In short, the Dutch learned to live with water, rather than just fight it.
Secondly, hurricanes are not reason enough to simply uproot entire communities throughout the South. It is well to remember that Katrina alone did not create the current disaster in New Orleans. Abysmal city planning, failure of local government to act, a federal response slowed in misplaced deference to the locals, and political corruption most assuredly made a bad situation intolerable.
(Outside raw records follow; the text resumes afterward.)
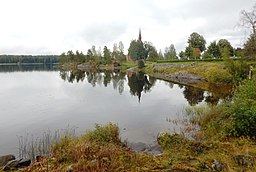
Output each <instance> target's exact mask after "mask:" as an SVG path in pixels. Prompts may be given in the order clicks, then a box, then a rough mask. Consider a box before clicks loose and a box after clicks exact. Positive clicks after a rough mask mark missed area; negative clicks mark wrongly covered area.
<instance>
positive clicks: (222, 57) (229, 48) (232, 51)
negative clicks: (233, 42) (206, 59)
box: [217, 39, 234, 58]
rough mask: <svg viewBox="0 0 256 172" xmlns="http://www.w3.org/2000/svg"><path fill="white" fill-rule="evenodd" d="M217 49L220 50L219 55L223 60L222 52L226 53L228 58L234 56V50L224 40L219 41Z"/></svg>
mask: <svg viewBox="0 0 256 172" xmlns="http://www.w3.org/2000/svg"><path fill="white" fill-rule="evenodd" d="M217 45H218V46H219V49H220V53H221V57H222V58H223V55H224V54H223V53H224V51H228V52H229V53H228V55H229V57H231V56H233V55H234V48H233V47H232V45H231V44H230V42H229V41H228V40H226V39H220V40H219V42H218V44H217ZM225 53H226V52H225Z"/></svg>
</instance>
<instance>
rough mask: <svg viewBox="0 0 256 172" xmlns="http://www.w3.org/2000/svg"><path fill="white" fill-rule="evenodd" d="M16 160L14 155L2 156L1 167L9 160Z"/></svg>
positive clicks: (1, 157) (0, 159)
mask: <svg viewBox="0 0 256 172" xmlns="http://www.w3.org/2000/svg"><path fill="white" fill-rule="evenodd" d="M12 160H15V156H14V155H4V156H0V167H3V166H5V165H6V164H7V163H8V162H9V161H12Z"/></svg>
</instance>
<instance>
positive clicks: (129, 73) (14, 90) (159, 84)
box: [0, 65, 223, 155]
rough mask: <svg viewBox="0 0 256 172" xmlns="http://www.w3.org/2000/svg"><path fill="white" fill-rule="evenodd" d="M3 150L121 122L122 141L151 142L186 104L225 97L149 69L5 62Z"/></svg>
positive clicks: (81, 131)
mask: <svg viewBox="0 0 256 172" xmlns="http://www.w3.org/2000/svg"><path fill="white" fill-rule="evenodd" d="M0 80H1V85H0V110H1V112H0V118H1V120H0V137H1V139H0V155H3V154H17V152H18V144H19V142H18V140H19V139H18V138H19V137H20V136H26V135H27V136H28V135H29V136H32V137H34V138H38V137H40V136H41V135H42V133H44V132H46V131H56V130H61V129H66V128H75V130H76V133H77V134H78V135H80V134H82V133H84V132H85V131H86V130H88V129H93V128H94V126H95V124H106V123H108V122H113V123H117V124H118V126H119V127H120V133H121V138H122V140H128V141H129V142H143V143H146V144H152V143H154V142H155V140H156V136H157V134H158V133H159V132H161V131H168V132H175V131H179V130H180V127H181V126H179V125H175V124H173V123H171V122H170V121H169V120H178V119H182V118H183V117H182V114H183V110H184V108H186V107H189V106H191V105H197V104H205V103H215V104H216V103H217V102H218V101H219V99H221V98H223V97H220V96H216V95H222V94H215V93H211V92H207V91H204V90H202V89H198V88H193V87H188V86H183V85H178V84H174V83H171V82H167V81H162V80H158V79H156V78H153V77H150V76H148V75H146V74H144V73H134V72H128V73H121V72H118V71H116V72H110V71H86V72H85V71H79V70H76V71H60V70H58V69H57V68H56V67H55V66H49V65H36V66H33V65H30V66H0Z"/></svg>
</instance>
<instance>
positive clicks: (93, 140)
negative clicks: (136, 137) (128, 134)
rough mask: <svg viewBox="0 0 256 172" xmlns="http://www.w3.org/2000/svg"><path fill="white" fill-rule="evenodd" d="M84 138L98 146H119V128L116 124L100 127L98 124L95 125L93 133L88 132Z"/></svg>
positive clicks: (108, 124) (111, 123)
mask: <svg viewBox="0 0 256 172" xmlns="http://www.w3.org/2000/svg"><path fill="white" fill-rule="evenodd" d="M85 137H88V138H89V140H91V141H95V142H97V143H98V144H103V145H104V144H108V143H114V144H120V143H121V140H120V138H119V128H118V126H117V125H116V124H112V123H109V124H107V125H104V126H101V125H99V124H96V125H95V130H94V131H89V132H88V133H87V134H86V135H85Z"/></svg>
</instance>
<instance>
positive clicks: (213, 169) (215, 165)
mask: <svg viewBox="0 0 256 172" xmlns="http://www.w3.org/2000/svg"><path fill="white" fill-rule="evenodd" d="M223 169H224V167H223V165H222V164H221V163H220V162H219V161H217V160H216V159H215V160H213V163H212V170H214V171H223Z"/></svg>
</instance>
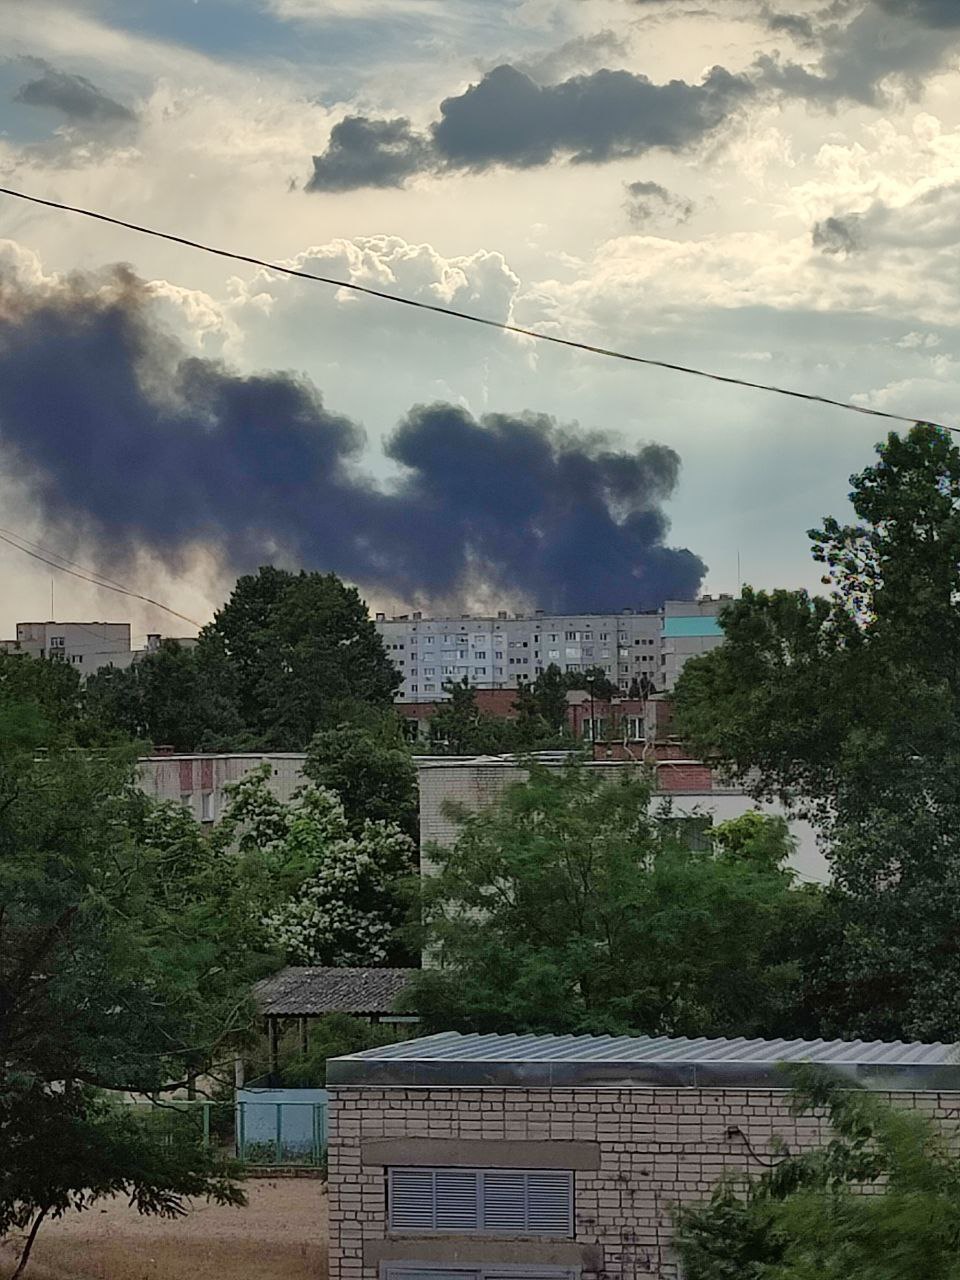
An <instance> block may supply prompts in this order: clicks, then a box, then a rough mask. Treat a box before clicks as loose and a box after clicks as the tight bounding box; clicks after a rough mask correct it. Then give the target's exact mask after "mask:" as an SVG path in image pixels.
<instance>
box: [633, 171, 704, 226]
mask: <svg viewBox="0 0 960 1280" xmlns="http://www.w3.org/2000/svg"><path fill="white" fill-rule="evenodd" d="M626 188H627V197H628V198H627V215H628V218H630V220H631V223H635V224H636V225H637V227H643V225H644V224H645V223H649V221H653V220H654V219H658V218H660V219H666V220H668V221H673V223H685V221H687V219H689V218H690V216H691V214H692V212H694V202H692V201H691V200H685V198H684V197H682V196H676V195H675V193H673V192H672V191H667V188H666V187H662V186H660V184H659V183H658V182H628V183H627V184H626Z"/></svg>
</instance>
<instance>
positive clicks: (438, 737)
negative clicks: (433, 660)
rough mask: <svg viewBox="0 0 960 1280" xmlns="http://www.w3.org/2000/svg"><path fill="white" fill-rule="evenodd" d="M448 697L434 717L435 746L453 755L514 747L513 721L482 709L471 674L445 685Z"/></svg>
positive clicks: (511, 749)
mask: <svg viewBox="0 0 960 1280" xmlns="http://www.w3.org/2000/svg"><path fill="white" fill-rule="evenodd" d="M444 689H445V691H447V695H448V696H447V700H445V701H443V703H440V705H439V708H438V710H436V713H435V714H434V717H433V719H431V721H430V739H431V741H433V744H434V746H435V748H443V749H445V750H447V751H448V753H449V754H451V755H498V754H500V753H503V751H511V750H513V746H515V744H516V735H515V732H513V726H512V723H511V722H509V721H507V719H503V718H499V717H494V716H490V714H488V713H484V712H481V710H480V708H479V707H477V704H476V689H475V687H474V686H472V685H471V684H470V681H468V680H467V677H466V676H465V677H463V680H458V681H453V682H449V684H447V685H444Z"/></svg>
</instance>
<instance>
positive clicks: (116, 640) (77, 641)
mask: <svg viewBox="0 0 960 1280" xmlns="http://www.w3.org/2000/svg"><path fill="white" fill-rule="evenodd" d="M3 648H4V649H5V650H6V653H22V654H27V655H28V657H31V658H46V659H49V660H51V662H65V663H68V664H69V666H70V667H77V668H78V671H79V673H81V675H82V676H88V675H91V672H95V671H100V668H101V667H110V666H113V667H127V666H129V663H131V662H132V660H133V652H132V649H131V625H129V622H18V623H17V639H15V640H5V641H4V643H3Z"/></svg>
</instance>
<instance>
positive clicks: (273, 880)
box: [212, 769, 416, 965]
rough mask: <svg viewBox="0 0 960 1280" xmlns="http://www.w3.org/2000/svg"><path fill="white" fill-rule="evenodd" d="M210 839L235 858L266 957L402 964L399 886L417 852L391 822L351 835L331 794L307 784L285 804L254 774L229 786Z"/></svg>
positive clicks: (403, 950) (380, 823)
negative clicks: (231, 789) (222, 814)
mask: <svg viewBox="0 0 960 1280" xmlns="http://www.w3.org/2000/svg"><path fill="white" fill-rule="evenodd" d="M212 842H214V845H215V846H216V847H220V849H225V850H232V851H233V852H234V856H236V858H237V859H238V864H239V868H241V872H239V874H241V876H242V877H243V878H244V882H246V883H247V884H248V886H250V887H251V888H250V899H248V901H250V904H251V908H250V910H251V915H256V918H257V920H259V924H260V927H261V929H262V940H264V942H262V946H264V948H265V950H266V951H270V952H273V954H275V955H278V956H282V957H283V960H284V961H285V963H288V964H323V965H351V964H353V965H378V964H390V963H394V961H401V963H402V961H404V960H407V952H406V950H404V947H403V942H402V940H401V937H399V928H401V924H402V922H403V914H404V899H403V893H402V884H403V882H406V879H407V878H408V877H410V876H412V873H413V869H415V852H416V850H415V845H413V841H412V840H411V838H410V837H408V836H406V835H404V833H403V832H402V831H401V829H399V827H397V826H396V824H393V823H385V822H370V820H366V822H364V823H362V824H361V826H360V828H358V829H357V828H351V824H349V822H348V820H347V815H346V813H344V809H343V804H342V803H340V800H339V797H338V796H337V795H335V794H334V792H333V791H328V790H324V788H323V787H316V786H314V785H308V786H305V787H302V788H301V791H300V792H298V795H297V796H296V797H294V800H293V801H292V803H291V804H285V805H284V804H282V803H280V801H279V800H276V799H275V796H273V795H271V794H270V791H269V788H268V785H266V771H265V769H256V771H252V772H251V773H250V774H247V777H246V778H243V781H242V782H239V783H237V785H236V786H234V787H233V792H232V800H230V805H229V808H228V810H227V813H225V815H224V818H223V820H221V822H220V823H219V824H218V828H216V829H215V832H214V836H212Z"/></svg>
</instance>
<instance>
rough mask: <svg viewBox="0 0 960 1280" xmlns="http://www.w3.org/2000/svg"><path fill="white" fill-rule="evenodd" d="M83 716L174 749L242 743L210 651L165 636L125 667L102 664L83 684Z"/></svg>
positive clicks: (242, 728) (239, 744)
mask: <svg viewBox="0 0 960 1280" xmlns="http://www.w3.org/2000/svg"><path fill="white" fill-rule="evenodd" d="M84 703H86V710H87V716H88V717H90V719H91V721H92V722H93V723H97V724H101V726H104V727H106V728H114V730H116V731H119V732H122V733H125V735H127V736H129V737H133V739H138V740H140V741H146V742H150V744H152V745H154V746H161V745H166V746H173V748H174V749H175V750H178V751H202V750H207V751H209V750H230V749H237V748H239V746H242V745H243V739H244V733H243V726H242V723H241V721H239V717H238V714H237V709H236V707H234V705H233V703H232V700H230V699H229V698H228V696H225V695H224V694H223V691H221V678H220V672H219V671H218V666H216V664H214V663H212V662H211V657H210V653H209V652H207V653H197V652H195V650H189V649H186V648H183V646H182V645H179V644H178V643H177V641H175V640H164V641H161V644H160V648H159V649H157V650H156V653H151V654H146V655H145V657H143V658H141V659H140V660H138V662H134V663H132V664H131V666H129V667H125V668H118V667H105V668H102V669H101V671H99V672H95V673H93V675H92V676H90V677H88V680H87V684H86V686H84Z"/></svg>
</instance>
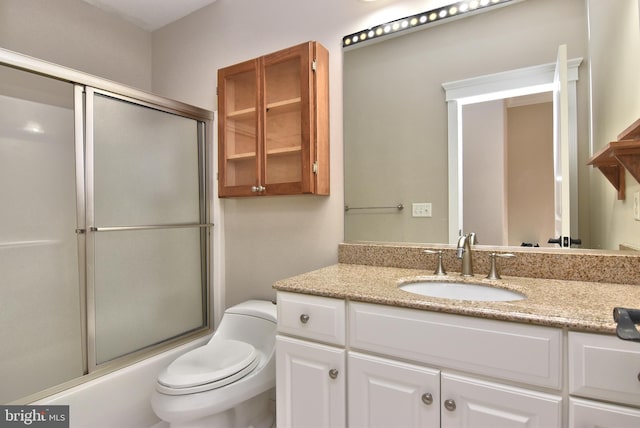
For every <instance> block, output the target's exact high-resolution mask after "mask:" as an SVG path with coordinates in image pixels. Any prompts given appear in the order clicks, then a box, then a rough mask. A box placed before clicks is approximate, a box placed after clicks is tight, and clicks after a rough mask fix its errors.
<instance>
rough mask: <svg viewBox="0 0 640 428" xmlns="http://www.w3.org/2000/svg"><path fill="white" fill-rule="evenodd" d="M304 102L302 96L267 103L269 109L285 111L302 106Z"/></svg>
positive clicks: (269, 111) (294, 108)
mask: <svg viewBox="0 0 640 428" xmlns="http://www.w3.org/2000/svg"><path fill="white" fill-rule="evenodd" d="M301 103H302V98H300V97H297V98H291V99H288V100H282V101H277V102H274V103H269V104H267V111H268V112H274V113H284V112H288V111H295V110H296V109H299V108H300V104H301Z"/></svg>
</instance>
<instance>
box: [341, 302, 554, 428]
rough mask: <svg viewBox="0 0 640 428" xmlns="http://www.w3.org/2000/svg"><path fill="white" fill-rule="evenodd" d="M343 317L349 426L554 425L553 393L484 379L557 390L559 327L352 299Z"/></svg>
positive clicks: (453, 427) (488, 425) (452, 427)
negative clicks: (346, 372) (416, 309)
mask: <svg viewBox="0 0 640 428" xmlns="http://www.w3.org/2000/svg"><path fill="white" fill-rule="evenodd" d="M348 319H349V327H348V332H349V335H348V336H349V341H348V348H349V356H348V370H349V374H348V391H349V394H348V398H349V409H348V420H349V426H350V427H377V426H379V427H382V426H403V427H438V426H442V427H443V428H454V427H465V428H474V427H494V426H509V427H520V426H521V427H539V428H551V427H561V426H562V397H561V396H560V395H559V394H558V395H555V394H549V393H543V392H540V391H537V390H535V389H528V388H523V387H515V386H512V385H507V384H502V383H500V382H495V381H488V380H486V379H485V378H486V376H491V377H492V378H498V379H504V380H511V381H517V382H519V383H520V384H521V383H527V384H529V385H532V387H534V385H535V386H544V387H546V388H552V389H556V390H558V391H559V390H560V389H561V388H562V331H561V330H560V329H554V328H546V327H538V326H529V325H522V324H514V323H508V322H502V321H493V320H485V319H476V318H470V317H462V316H457V315H448V314H438V313H433V312H428V311H420V310H412V309H404V308H396V307H390V306H382V305H374V304H367V303H358V302H350V303H349V308H348ZM368 353H376V354H383V355H385V357H384V358H380V357H375V358H374V357H372V356H369V355H368ZM387 356H388V358H387ZM399 360H411V361H415V362H416V363H419V364H420V363H422V364H426V365H427V366H423V365H422V364H420V365H417V364H415V365H414V364H406V363H401V362H400V361H399ZM362 361H365V362H367V364H366V365H364V363H363V362H362ZM363 365H364V367H365V368H363ZM352 370H354V371H355V373H352ZM454 370H455V371H454ZM461 370H463V371H464V373H465V374H460V371H461ZM438 385H439V388H438ZM425 396H426V397H430V398H432V400H428V399H425ZM383 415H384V416H383ZM384 418H386V419H384ZM397 418H399V420H400V421H401V423H397V424H396V425H389V424H388V423H386V422H380V421H391V420H395V419H397Z"/></svg>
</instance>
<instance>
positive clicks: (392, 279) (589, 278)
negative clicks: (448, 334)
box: [274, 244, 640, 334]
mask: <svg viewBox="0 0 640 428" xmlns="http://www.w3.org/2000/svg"><path fill="white" fill-rule="evenodd" d="M348 246H350V247H351V245H350V244H348ZM424 248H433V247H416V248H408V247H390V246H385V245H383V246H381V248H372V247H371V246H367V245H364V246H359V247H358V248H356V249H354V248H348V249H345V245H341V249H340V262H341V263H339V264H337V265H333V266H329V267H326V268H323V269H319V270H316V271H312V272H308V273H305V274H302V275H298V276H295V277H292V278H288V279H285V280H281V281H278V282H276V283H275V284H274V288H275V289H276V290H281V291H291V292H298V293H305V294H314V295H320V296H328V297H336V298H341V299H349V300H354V301H361V302H370V303H379V304H384V305H393V306H400V307H407V308H414V309H423V310H430V311H436V312H447V313H452V314H459V315H468V316H474V317H481V318H491V319H498V320H504V321H515V322H523V323H529V324H537V325H545V326H551V327H561V328H568V329H569V330H574V331H587V332H597V333H608V334H612V333H615V323H614V321H613V316H612V312H613V308H614V307H616V306H622V307H629V308H640V286H638V285H636V284H638V276H639V275H640V264H638V263H640V258H639V257H638V256H633V257H624V256H623V257H621V259H618V260H614V259H609V260H607V256H606V255H596V256H595V257H596V259H595V260H594V259H591V258H590V257H588V254H576V255H570V256H568V255H566V254H562V253H559V254H558V255H559V257H558V258H554V257H553V256H554V254H551V255H550V254H548V253H544V254H538V253H535V252H525V254H524V255H522V254H521V253H520V252H519V253H518V254H517V257H516V258H515V259H509V260H500V262H501V265H502V266H501V269H500V271H501V274H502V279H501V280H497V281H490V280H487V279H485V278H484V277H485V276H486V273H487V271H488V261H486V260H485V261H484V262H483V261H482V258H483V257H485V258H487V255H486V254H484V255H483V254H478V257H477V258H476V259H475V261H474V263H475V267H476V275H475V276H474V277H473V278H464V279H463V278H462V277H461V276H460V274H459V273H457V272H455V270H456V269H455V268H458V269H459V260H457V259H454V257H455V256H454V255H453V254H451V258H450V260H449V257H446V258H445V267H446V268H447V270H448V271H449V275H447V277H445V279H446V280H451V281H461V280H462V281H467V282H473V283H478V284H484V285H491V286H494V287H501V288H506V289H510V290H513V291H517V292H520V293H523V294H525V295H526V296H527V298H526V299H524V300H519V301H512V302H479V301H462V300H449V299H440V298H433V297H425V296H420V295H417V294H413V293H409V292H406V291H404V290H401V289H399V288H398V286H399V285H400V284H402V283H404V282H408V281H413V280H417V279H436V280H442V279H443V278H442V277H436V276H433V268H434V267H435V256H434V255H427V254H423V253H422V249H424ZM450 251H453V250H452V249H451V250H450ZM474 251H475V250H474ZM355 253H358V256H357V257H356V256H355ZM480 253H482V251H480ZM475 255H476V254H474V256H475ZM529 256H531V257H529ZM576 256H578V257H577V259H578V260H575V261H573V263H568V262H567V261H566V259H567V257H570V258H573V257H576ZM558 259H559V260H558ZM563 260H564V261H563ZM356 262H357V263H356ZM447 262H449V263H447ZM485 262H486V263H485ZM514 262H515V263H514ZM609 264H610V265H611V266H609ZM398 265H399V266H398ZM509 265H510V268H509V267H508V266H509ZM514 265H516V266H518V269H519V271H524V273H526V274H527V275H528V277H527V276H526V275H518V276H517V277H516V276H512V275H511V273H512V272H513V270H515V269H516V267H514ZM520 265H522V266H520ZM418 266H422V268H417V267H418ZM427 266H428V269H425V267H427ZM616 266H617V267H616ZM592 271H597V272H592ZM615 273H619V274H620V275H619V276H616V277H615V278H613V279H615V281H617V282H619V283H616V282H613V281H608V282H603V279H604V277H610V276H608V275H612V274H615ZM560 274H562V275H560ZM535 275H538V277H534V276H535ZM544 275H548V276H544ZM554 275H558V276H560V278H554ZM594 278H595V279H594ZM621 278H622V279H621ZM625 281H629V282H628V283H623V282H625ZM631 281H633V282H631Z"/></svg>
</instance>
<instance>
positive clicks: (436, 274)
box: [422, 250, 447, 275]
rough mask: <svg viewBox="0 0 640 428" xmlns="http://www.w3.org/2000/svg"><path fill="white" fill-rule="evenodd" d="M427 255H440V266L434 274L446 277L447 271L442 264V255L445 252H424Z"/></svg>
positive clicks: (438, 251)
mask: <svg viewBox="0 0 640 428" xmlns="http://www.w3.org/2000/svg"><path fill="white" fill-rule="evenodd" d="M422 252H423V253H426V254H437V255H438V266H437V267H436V270H435V271H434V272H433V274H434V275H446V274H447V271H445V270H444V263H442V254H443V253H444V251H442V250H424V251H422Z"/></svg>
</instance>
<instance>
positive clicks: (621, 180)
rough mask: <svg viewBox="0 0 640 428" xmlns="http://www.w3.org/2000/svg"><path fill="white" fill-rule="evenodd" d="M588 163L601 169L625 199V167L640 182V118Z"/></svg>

Do politicians refuse to rebuild cities that have suffered the awesome destructiveness of a tornado? Obviously not. Yet, the number and intensity of tornadoes are far more dangerous than the rather predictable pattern of hurricanes. In fact, the entire state of Oklahoma is one huge tornado laboratory. According to meteorologist Harold Brooks, Oklahoma has had more than 1,600 violent tornadoes in the last 31 years. (Texas has the most tornadoes every year, but Oklahoma a has more significant tornadoes per square mile than any other state.) But, other than the famed exodus of Okies during the Dust Bowl to places like California, the weather has not—and will not—drive people out of this state.
What about California? Other than the earthquakes, fires, and floods (and traffic) it is a perfect place to call home. A major earthquake, the proverbial “Big One,” would make the effects of Katrina seem tame. Still, California remains the most populous state in the union. Why? Because weather and nature are facts of life.
We cannot control the weather, but we can mitigate its effects. Historically, man-made misery, including things like crime, high taxes, and failing schools will sooner drive people away than rain, sleet, snow, drought, or physical destruction.
New Orleans will rise again, and hurricanes will return. Of that, we can be certain. The challenge is for people to live with the weather, not escape from it. We will have sunny days just as we will suffer terrible storms and calamitous floods.
Throughout it all, we must recognize that this, too, will pass.